The answers are rarely comfortable. That is the point. A comfortable self-assessment is not an assessment. It is a performance.
Why All Three Matter Together
Here is the thing I have come to believe after thirty years: these three disciplines are not separate practices. They are one system.
The person who eats with intention brings that intentionality to their decisions. The person who trains daily brings that consistency to their team. The person who leads themselves honestly brings that honesty to every room they enter.
And it works the other way too. When one discipline slips — when the eating gets reactive, or the training becomes optional, or the self-reflection stops — I feel it everywhere. The meeting that goes sideways. The decision that feels harder than it should. The team interaction that leaves something unsaid.
The three disciplines are not three things. They are one practice with three expressions.
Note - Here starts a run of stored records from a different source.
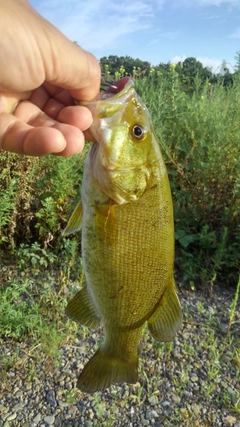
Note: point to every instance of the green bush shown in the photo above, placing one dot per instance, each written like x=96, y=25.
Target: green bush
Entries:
x=199, y=135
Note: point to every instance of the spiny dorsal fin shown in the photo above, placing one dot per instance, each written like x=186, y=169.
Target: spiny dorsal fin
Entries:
x=75, y=221
x=167, y=318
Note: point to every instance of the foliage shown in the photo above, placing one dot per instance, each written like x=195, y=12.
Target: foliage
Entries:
x=200, y=140
x=113, y=64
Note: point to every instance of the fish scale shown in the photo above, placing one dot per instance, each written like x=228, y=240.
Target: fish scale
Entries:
x=126, y=216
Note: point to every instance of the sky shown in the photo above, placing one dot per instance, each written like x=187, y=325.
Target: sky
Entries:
x=157, y=31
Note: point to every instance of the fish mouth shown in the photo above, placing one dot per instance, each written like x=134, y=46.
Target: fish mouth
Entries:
x=118, y=88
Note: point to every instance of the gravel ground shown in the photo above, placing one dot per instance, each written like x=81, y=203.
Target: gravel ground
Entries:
x=193, y=382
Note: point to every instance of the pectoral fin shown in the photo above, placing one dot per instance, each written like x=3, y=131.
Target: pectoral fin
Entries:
x=167, y=318
x=75, y=221
x=81, y=309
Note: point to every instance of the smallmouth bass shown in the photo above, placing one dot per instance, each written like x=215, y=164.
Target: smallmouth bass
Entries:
x=126, y=217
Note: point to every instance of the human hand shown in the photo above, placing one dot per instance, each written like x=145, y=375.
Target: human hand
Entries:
x=45, y=72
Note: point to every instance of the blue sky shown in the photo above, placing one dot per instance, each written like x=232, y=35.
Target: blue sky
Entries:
x=152, y=30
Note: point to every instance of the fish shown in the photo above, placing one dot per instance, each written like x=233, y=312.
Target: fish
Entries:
x=127, y=223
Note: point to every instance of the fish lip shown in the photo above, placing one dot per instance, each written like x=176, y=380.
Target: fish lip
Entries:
x=111, y=96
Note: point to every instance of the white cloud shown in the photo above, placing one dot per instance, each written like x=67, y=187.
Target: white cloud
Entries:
x=96, y=25
x=214, y=2
x=213, y=64
x=236, y=34
x=178, y=58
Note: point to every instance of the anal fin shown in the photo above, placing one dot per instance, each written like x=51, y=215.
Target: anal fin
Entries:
x=81, y=309
x=105, y=369
x=167, y=318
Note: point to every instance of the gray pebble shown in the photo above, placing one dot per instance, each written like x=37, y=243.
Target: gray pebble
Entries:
x=176, y=399
x=12, y=417
x=50, y=398
x=49, y=419
x=37, y=419
x=153, y=400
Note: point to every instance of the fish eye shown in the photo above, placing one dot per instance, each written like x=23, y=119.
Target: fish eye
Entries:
x=138, y=132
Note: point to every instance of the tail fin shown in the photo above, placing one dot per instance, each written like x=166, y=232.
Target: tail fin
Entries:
x=103, y=370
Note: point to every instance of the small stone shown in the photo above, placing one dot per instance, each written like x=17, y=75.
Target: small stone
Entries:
x=28, y=386
x=37, y=419
x=12, y=417
x=151, y=413
x=49, y=419
x=62, y=404
x=18, y=407
x=195, y=408
x=230, y=420
x=176, y=399
x=223, y=327
x=165, y=404
x=153, y=400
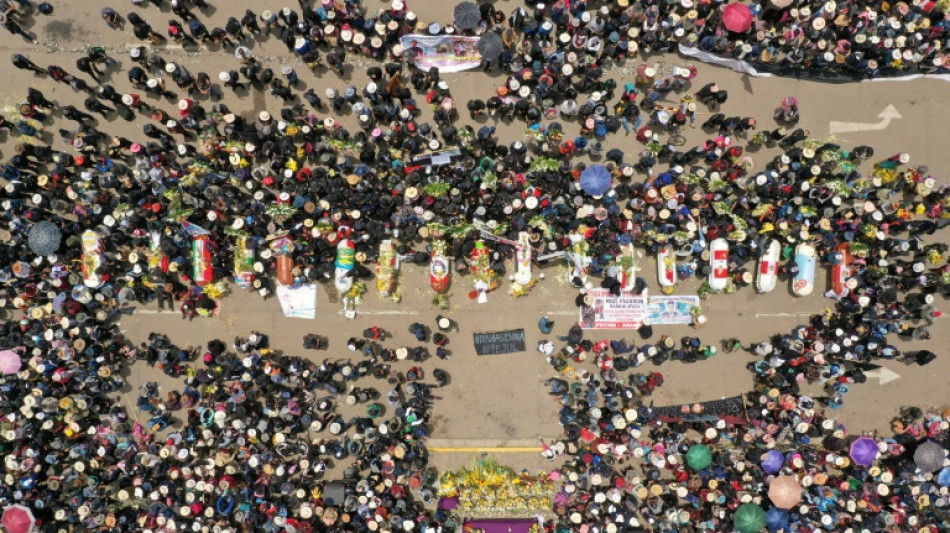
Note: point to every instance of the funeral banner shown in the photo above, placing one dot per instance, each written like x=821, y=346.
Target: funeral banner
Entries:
x=449, y=53
x=298, y=302
x=665, y=310
x=626, y=311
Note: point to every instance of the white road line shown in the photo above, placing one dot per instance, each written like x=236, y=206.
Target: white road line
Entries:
x=394, y=312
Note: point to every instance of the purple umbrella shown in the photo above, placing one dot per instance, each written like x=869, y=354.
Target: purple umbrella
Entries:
x=772, y=461
x=9, y=362
x=864, y=451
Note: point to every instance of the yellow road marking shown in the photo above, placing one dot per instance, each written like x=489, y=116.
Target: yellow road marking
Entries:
x=491, y=449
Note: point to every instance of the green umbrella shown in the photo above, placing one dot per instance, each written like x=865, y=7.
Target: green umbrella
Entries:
x=749, y=518
x=698, y=457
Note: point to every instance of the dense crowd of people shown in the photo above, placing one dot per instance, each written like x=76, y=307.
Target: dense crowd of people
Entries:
x=259, y=440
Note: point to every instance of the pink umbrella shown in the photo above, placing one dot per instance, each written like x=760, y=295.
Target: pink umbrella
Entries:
x=9, y=362
x=785, y=492
x=17, y=519
x=737, y=17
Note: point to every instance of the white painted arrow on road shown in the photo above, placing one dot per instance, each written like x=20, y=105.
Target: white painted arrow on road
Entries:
x=890, y=113
x=883, y=374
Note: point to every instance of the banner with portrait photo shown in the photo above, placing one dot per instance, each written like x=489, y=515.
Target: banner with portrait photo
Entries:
x=606, y=311
x=449, y=53
x=666, y=310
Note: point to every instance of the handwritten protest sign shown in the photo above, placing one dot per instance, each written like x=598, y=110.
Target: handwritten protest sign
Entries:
x=499, y=342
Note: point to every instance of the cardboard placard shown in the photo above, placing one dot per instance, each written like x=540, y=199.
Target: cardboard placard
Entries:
x=499, y=342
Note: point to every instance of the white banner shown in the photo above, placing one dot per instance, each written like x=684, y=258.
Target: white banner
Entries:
x=298, y=302
x=448, y=53
x=664, y=310
x=626, y=311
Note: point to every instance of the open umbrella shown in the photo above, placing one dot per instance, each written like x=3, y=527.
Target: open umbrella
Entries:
x=943, y=478
x=929, y=457
x=595, y=180
x=749, y=518
x=466, y=15
x=776, y=519
x=9, y=362
x=17, y=519
x=698, y=457
x=863, y=451
x=490, y=46
x=44, y=238
x=773, y=461
x=785, y=492
x=737, y=17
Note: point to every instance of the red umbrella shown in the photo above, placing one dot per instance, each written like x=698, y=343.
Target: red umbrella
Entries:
x=17, y=519
x=737, y=17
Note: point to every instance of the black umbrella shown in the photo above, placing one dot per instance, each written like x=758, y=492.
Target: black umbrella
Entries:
x=467, y=15
x=490, y=46
x=929, y=457
x=44, y=238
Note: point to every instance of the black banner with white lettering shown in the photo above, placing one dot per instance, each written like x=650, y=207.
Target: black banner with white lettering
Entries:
x=499, y=342
x=730, y=409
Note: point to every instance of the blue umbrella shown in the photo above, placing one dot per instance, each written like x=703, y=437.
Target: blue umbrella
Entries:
x=595, y=180
x=776, y=519
x=44, y=238
x=943, y=478
x=773, y=461
x=466, y=15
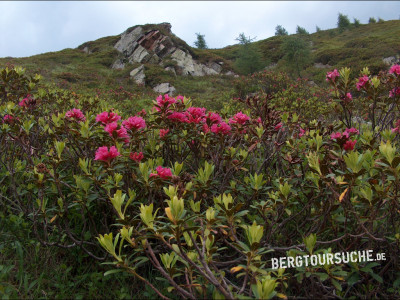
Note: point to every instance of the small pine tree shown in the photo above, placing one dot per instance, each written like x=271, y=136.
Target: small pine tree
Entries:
x=249, y=60
x=280, y=30
x=301, y=30
x=297, y=54
x=343, y=22
x=200, y=42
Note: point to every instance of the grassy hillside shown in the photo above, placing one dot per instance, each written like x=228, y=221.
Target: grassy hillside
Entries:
x=366, y=45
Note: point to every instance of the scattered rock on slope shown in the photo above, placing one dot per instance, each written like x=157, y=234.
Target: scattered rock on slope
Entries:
x=138, y=75
x=138, y=45
x=165, y=88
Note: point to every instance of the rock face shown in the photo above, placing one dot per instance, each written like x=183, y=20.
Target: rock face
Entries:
x=136, y=45
x=391, y=60
x=138, y=75
x=165, y=88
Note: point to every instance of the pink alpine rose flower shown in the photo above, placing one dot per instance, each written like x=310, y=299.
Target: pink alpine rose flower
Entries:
x=196, y=114
x=163, y=132
x=301, y=132
x=239, y=118
x=163, y=173
x=136, y=156
x=103, y=154
x=106, y=117
x=221, y=128
x=351, y=130
x=178, y=117
x=206, y=128
x=134, y=122
x=394, y=92
x=331, y=76
x=349, y=97
x=361, y=82
x=336, y=136
x=349, y=145
x=27, y=102
x=9, y=119
x=395, y=69
x=278, y=126
x=214, y=118
x=75, y=114
x=164, y=102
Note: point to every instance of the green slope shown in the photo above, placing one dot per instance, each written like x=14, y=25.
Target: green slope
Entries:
x=366, y=45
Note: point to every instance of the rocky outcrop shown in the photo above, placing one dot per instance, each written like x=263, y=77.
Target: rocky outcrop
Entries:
x=138, y=45
x=138, y=75
x=322, y=66
x=165, y=88
x=391, y=60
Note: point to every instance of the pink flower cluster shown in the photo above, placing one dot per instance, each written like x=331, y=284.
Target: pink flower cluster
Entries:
x=348, y=98
x=331, y=76
x=163, y=173
x=395, y=69
x=166, y=101
x=134, y=123
x=221, y=127
x=9, y=119
x=163, y=132
x=394, y=92
x=397, y=128
x=106, y=117
x=136, y=156
x=343, y=139
x=239, y=118
x=27, y=102
x=75, y=114
x=362, y=81
x=106, y=155
x=109, y=121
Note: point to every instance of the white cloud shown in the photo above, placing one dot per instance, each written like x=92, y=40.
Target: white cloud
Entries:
x=35, y=27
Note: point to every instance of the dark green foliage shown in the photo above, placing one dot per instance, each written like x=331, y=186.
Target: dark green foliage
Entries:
x=280, y=30
x=301, y=30
x=200, y=42
x=249, y=59
x=343, y=22
x=297, y=54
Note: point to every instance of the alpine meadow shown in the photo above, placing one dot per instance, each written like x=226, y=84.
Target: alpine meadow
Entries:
x=138, y=166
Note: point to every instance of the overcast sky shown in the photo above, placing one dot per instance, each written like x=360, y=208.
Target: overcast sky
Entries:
x=35, y=27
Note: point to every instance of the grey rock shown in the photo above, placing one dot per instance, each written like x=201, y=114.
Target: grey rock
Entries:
x=216, y=67
x=271, y=66
x=86, y=50
x=391, y=60
x=170, y=69
x=118, y=64
x=165, y=88
x=322, y=66
x=139, y=55
x=138, y=75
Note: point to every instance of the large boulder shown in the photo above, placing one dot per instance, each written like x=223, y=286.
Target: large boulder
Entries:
x=165, y=88
x=138, y=75
x=136, y=45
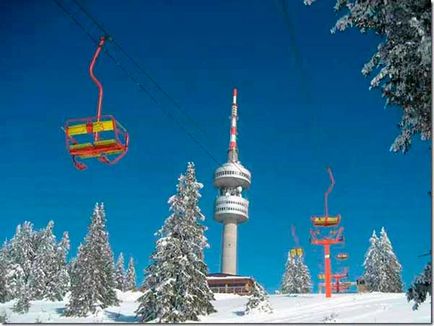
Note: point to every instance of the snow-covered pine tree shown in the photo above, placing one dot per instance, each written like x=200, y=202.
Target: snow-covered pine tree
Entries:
x=420, y=287
x=43, y=262
x=296, y=278
x=130, y=281
x=289, y=284
x=258, y=301
x=23, y=296
x=120, y=273
x=372, y=264
x=175, y=282
x=22, y=248
x=48, y=277
x=92, y=274
x=4, y=293
x=401, y=64
x=303, y=276
x=390, y=271
x=59, y=282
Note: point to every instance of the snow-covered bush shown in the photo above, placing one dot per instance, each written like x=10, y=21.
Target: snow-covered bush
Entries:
x=421, y=287
x=258, y=301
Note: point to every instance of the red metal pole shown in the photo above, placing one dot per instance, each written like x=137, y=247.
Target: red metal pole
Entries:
x=329, y=190
x=96, y=81
x=328, y=270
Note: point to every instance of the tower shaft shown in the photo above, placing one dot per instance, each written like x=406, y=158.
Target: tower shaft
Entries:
x=233, y=148
x=229, y=247
x=231, y=208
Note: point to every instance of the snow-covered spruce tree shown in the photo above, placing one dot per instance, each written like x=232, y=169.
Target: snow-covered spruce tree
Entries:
x=120, y=273
x=4, y=292
x=420, y=287
x=372, y=264
x=130, y=280
x=23, y=296
x=175, y=281
x=59, y=281
x=296, y=278
x=303, y=276
x=390, y=271
x=22, y=248
x=49, y=278
x=92, y=274
x=42, y=264
x=258, y=301
x=402, y=63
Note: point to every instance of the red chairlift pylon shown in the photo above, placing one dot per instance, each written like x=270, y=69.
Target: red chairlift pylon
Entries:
x=334, y=237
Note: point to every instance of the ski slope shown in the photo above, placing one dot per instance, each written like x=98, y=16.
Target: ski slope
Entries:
x=309, y=308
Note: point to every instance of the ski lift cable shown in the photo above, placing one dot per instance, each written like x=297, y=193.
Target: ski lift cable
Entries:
x=139, y=67
x=137, y=82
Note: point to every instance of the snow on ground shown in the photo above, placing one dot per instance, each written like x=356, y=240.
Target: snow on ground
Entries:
x=308, y=308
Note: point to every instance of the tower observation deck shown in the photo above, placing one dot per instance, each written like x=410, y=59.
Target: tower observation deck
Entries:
x=231, y=208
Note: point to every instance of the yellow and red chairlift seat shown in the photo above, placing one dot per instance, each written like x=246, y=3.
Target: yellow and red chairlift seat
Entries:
x=326, y=220
x=342, y=256
x=100, y=137
x=296, y=252
x=87, y=138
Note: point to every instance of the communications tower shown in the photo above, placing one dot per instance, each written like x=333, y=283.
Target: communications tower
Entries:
x=231, y=208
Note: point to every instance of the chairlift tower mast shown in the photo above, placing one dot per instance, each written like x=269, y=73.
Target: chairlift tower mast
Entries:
x=333, y=237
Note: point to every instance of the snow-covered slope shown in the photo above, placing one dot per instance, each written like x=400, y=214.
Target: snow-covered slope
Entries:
x=309, y=308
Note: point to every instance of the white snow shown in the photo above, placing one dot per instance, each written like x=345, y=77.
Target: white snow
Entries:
x=304, y=308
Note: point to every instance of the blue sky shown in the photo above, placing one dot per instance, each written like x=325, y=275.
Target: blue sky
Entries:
x=296, y=117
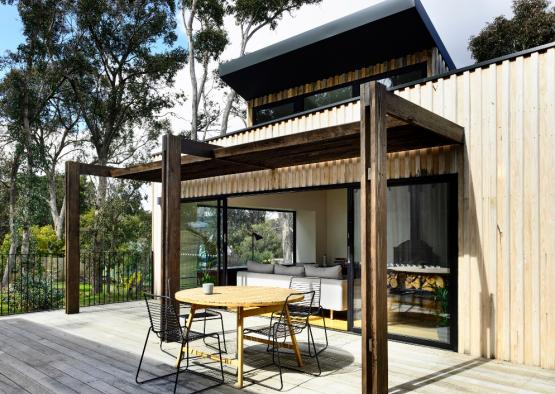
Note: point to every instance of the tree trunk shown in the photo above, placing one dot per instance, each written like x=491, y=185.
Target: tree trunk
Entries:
x=57, y=216
x=13, y=226
x=98, y=252
x=195, y=97
x=227, y=111
x=231, y=96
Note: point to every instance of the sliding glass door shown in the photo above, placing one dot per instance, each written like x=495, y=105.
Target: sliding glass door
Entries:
x=217, y=240
x=201, y=243
x=421, y=260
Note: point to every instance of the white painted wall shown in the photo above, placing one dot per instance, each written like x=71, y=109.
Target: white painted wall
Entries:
x=321, y=221
x=156, y=192
x=311, y=218
x=336, y=224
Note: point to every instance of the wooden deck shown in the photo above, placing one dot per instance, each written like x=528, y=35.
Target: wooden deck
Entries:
x=97, y=351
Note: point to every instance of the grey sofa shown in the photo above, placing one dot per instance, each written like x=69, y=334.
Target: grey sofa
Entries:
x=333, y=294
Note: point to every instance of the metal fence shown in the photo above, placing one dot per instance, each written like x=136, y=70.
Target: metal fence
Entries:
x=31, y=283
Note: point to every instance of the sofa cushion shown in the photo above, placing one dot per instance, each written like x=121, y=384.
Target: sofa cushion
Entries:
x=289, y=270
x=324, y=272
x=260, y=268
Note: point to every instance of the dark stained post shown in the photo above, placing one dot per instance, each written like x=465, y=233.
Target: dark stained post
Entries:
x=373, y=233
x=171, y=212
x=72, y=259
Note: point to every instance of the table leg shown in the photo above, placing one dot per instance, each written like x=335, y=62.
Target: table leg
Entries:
x=293, y=339
x=188, y=325
x=239, y=383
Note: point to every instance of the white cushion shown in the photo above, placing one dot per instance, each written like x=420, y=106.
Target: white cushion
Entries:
x=324, y=272
x=333, y=295
x=289, y=270
x=262, y=268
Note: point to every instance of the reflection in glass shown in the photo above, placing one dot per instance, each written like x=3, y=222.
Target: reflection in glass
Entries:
x=418, y=261
x=326, y=98
x=419, y=268
x=199, y=243
x=263, y=236
x=268, y=114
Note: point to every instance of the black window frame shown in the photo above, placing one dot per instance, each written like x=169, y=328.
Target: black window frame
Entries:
x=298, y=101
x=228, y=207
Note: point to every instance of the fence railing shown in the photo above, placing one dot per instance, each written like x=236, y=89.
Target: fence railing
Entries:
x=31, y=283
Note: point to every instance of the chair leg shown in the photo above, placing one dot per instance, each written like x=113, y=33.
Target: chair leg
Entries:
x=325, y=331
x=221, y=362
x=179, y=358
x=269, y=334
x=142, y=356
x=275, y=348
x=223, y=333
x=315, y=352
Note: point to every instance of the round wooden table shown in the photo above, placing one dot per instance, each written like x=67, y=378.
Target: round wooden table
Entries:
x=248, y=301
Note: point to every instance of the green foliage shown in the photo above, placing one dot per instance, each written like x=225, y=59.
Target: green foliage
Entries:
x=207, y=277
x=124, y=224
x=43, y=242
x=533, y=24
x=242, y=223
x=441, y=297
x=120, y=73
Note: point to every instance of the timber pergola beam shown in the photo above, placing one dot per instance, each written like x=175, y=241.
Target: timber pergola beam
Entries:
x=388, y=123
x=376, y=105
x=73, y=172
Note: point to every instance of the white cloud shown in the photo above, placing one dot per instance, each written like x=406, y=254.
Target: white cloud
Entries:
x=454, y=20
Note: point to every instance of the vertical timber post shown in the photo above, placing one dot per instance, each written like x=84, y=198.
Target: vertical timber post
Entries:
x=72, y=255
x=171, y=217
x=373, y=233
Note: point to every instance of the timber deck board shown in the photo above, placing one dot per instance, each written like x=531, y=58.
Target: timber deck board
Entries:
x=97, y=351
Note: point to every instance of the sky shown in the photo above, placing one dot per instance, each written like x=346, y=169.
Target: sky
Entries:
x=455, y=21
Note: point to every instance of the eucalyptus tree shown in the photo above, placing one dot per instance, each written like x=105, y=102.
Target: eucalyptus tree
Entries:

The Leader Without the Title
The most impressive leaders I have known did not announce themselves. They did not need to.
They were simply people who had clearly done the work — all of it — in the places where no one was watching. And when they walked into a room, something settled. Not because of authority. Because of groundedness.
That groundedness is built in private. Over years. In the kitchen, in the gym, in the quiet Friday audit when the week is over and you are honest with yourself about what it actually was.
It is available to anyone willing to do all three.
There is no randomized controlled trial connecting food discipline to leadership performance — I would be overstating to claim otherwise. What I'm offering is structural pattern recognition, not clinical evidence: habits of self-governance share a common muscle. Use it in one domain and it gets stronger across all of them. Neglect it in one and the seam shows everywhere. Thirty years of watching leaders across dozens of teams and organizations supports this as reliable pattern. The connection between physical discipline and professional groundedness is real and observable — even if it doesn't fit neatly into a study design.
What I'd Actually Do
- Pick one discipline to make genuinely non-negotiable this month — not all three. The system reveals itself through one before it compounds across all three.
- For eating: make one meal per day a conscious, deliberate decision rather than a default. Notice what that deliberateness does to the rest of your choices that day.
- For training: pick a daily time and protect it the way you protect a commitment to someone who matters. Frequency matters more than intensity at first.
- For self-leadership: once a week, in writing, ask yourself two questions — "Did I act from my values this week, or from my convenience?" and "Where did I hold the standard when it cost something?"
- Track how your professional threshold for discomfort shifts as one of these becomes genuinely non-negotiable. The transfer is not immediate, but it is real.